On user mailboxes (per-recipient SCL configuration) You can use the Set-Mailbox cmdlet to set per-recipient SCL delete, reject, and quarantine thresholds on individual user mailboxes. As mentioned earlier in this topic, you set the SCL Junk E-mail folder threshold on individual user mailboxes by using the Set-Mailbox cmdlet. The per-recipient SCL delete, reject, and quarantine thresholds are stored in Active Directory and are replicated to the Edge Transport servers by the Microsoft Exchange EdgeSync service. The per-recipient SCL threshold configurations are used by the Content Filter agent even if you have set per-transport server SCL configurations. Therefore, if you have set per-recipient SCL thresholds, the Content Filter agent uses the per-recipient SCL thresholds for specific users instead of the SCL configuration on the Content Filter agent.
Note
Per-recipient SCL thresholds are not enforced on mail received through distribution groups. These types of messages are rejected at the Transport server before the per-recipient threshold settings are applied. Additionally, if you're using Microsoft Forefront Protection 2010 for Exchange Server, any per-recipient SCL threshold settings replicated to the Edge Transport servers by the Microsoft Exchange EdgeSync service will take precedence over the Forefront anti-spam settings.
For more information about how to use the Set-Mailbox cmdlet, see Set-Mailbox.

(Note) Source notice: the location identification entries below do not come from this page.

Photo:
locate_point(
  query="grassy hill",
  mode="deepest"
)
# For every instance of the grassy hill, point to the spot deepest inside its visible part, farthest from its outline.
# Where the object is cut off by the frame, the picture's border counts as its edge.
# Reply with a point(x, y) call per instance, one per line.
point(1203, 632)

Best Practice for Setting Up and Adjusting SCL Thresholds
We recommend that you set up and adjust the SCL thresholds as follows:
- Enable the SCL delete, reject, and quarantine thresholds on the content filter configuration on each Edge Transport server. We recommend that you start with the default values for these SCL thresholds. The default values were set by the Exchange Server team according to real-world data from the Microsoft IT messaging department and from Exchange 2010 early adopter feedback. The default values are optimized for large, global enterprise deployments. For more information about how to set the SCL thresholds on the content filter configurations, see Configure Content Filtering Properties.
- Enable and configure per-recipient SCL thresholds. At a minimum, you should enable and set the SCL Junk E-mail folder threshold on each user's mailbox. You can also configure the SCL delete, reject, and quarantine thresholds on a per-recipient configuration. Also, you can set exceptions on each user's mailbox so that messages to that mailbox bypass all anti-spam scanning on the Edge Transport server.
- Monitor spam reports and logs closely for the first week after you enable the SCL thresholds. If the data indicates that you must make immediate adjustments, reconfigure the SCL thresholds. Otherwise, collect data and analyze the spam reporting to determine whether adjustments are required.